Your First Query
This guide walks you through executing your first RAG query, understanding the 26-stage query pipeline, and exploring different retrieval modes.
Prerequisites
Before making your first query, ensure:
- Apollo backend is running (
docker compose up -d) - At least one document has been indexed
- Health check returns
healthystatus:
curl http://localhost:8000/api/healthThe backend must be fully initialized before processing queries.
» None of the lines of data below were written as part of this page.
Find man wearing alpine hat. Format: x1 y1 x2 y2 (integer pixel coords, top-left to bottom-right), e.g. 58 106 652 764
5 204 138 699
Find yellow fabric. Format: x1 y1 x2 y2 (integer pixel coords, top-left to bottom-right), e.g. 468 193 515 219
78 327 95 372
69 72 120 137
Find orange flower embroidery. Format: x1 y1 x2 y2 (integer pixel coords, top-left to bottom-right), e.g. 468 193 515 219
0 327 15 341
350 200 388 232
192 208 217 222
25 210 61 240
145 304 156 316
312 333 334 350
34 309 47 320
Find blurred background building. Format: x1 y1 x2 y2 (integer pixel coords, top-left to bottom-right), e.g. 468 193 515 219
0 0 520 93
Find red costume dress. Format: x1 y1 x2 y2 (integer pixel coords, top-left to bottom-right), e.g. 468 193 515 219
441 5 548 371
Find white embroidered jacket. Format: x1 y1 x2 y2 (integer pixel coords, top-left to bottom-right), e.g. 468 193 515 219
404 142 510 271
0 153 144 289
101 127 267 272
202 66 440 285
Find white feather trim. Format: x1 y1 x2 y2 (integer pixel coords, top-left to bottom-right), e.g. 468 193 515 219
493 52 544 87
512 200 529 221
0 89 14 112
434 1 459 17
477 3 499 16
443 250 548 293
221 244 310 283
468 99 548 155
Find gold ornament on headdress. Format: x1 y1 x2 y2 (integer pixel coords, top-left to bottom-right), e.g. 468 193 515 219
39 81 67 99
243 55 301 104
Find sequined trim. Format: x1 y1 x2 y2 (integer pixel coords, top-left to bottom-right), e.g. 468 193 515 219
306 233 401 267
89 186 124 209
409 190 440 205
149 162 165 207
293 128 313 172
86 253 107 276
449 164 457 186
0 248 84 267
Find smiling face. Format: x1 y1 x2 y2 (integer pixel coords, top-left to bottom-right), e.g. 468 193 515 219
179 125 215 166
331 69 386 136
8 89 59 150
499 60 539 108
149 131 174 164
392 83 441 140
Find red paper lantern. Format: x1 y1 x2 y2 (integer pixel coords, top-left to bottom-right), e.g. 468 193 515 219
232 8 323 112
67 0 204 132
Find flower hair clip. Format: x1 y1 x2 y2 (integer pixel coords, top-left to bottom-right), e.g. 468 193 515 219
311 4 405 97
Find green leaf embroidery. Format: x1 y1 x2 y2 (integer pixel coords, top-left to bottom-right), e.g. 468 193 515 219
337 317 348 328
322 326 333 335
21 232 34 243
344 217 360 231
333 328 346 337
Initial startup takes 20-30 seconds as models are loaded into memory.
Basic Query (Simple Mode)
The simplest way to query Apollo is using Simple Mode, which performs direct dense vector search without query transformations.
Request Format
curl -X POST http://localhost:8000/api/query \
-H "Content-Type: application/json" \
-d '{
"question": "What are the key features of Apollo RAG?",
"mode": "simple",
"use_context": true
}'Expected Response
{
"answer": "Apollo RAG is a high-performance retrieval system with the following key features:\n\n1. **Multi-stage caching** - Implements L1-L5 caching with exact, normalized, and semantic matching\n2. **Adaptive retrieval** - Routes queries through simple, hybrid, or advanced strategies\n3. **Hot model swapping** - Switch LLMs at runtime without restarting\n4. **GPU acceleration** - Uses llama.cpp for 80-100 tok/s inference\n5. **Dual vector stores** - Supports both ChromaDB and Qdrant\n\nThe system achieves 8-15 second query latency in simple mode and ~50ms for cache hits.",
"sources": [
{
"file_name": "backend_analysis.json",
"chunk_id": "chunk_12",
"content": "Apollo RAG features multi-stage caching...",
"relevance_score": 0.89
}
],
"metadata": {
"processing_time_ms": 8340,
"cache_hit": false,
"strategy_used": "simple",
"query_type": "simple",
"confidence_score": 0.85
}
}Response Timing
- Cache hit: ~50-100ms (Redis lookup)
- Cache miss (Simple mode): 8-15 seconds
- Cache miss (Adaptive mode): 10-25 seconds
Enable conversation memory with use_context: true to maintain context across multiple queries in a session.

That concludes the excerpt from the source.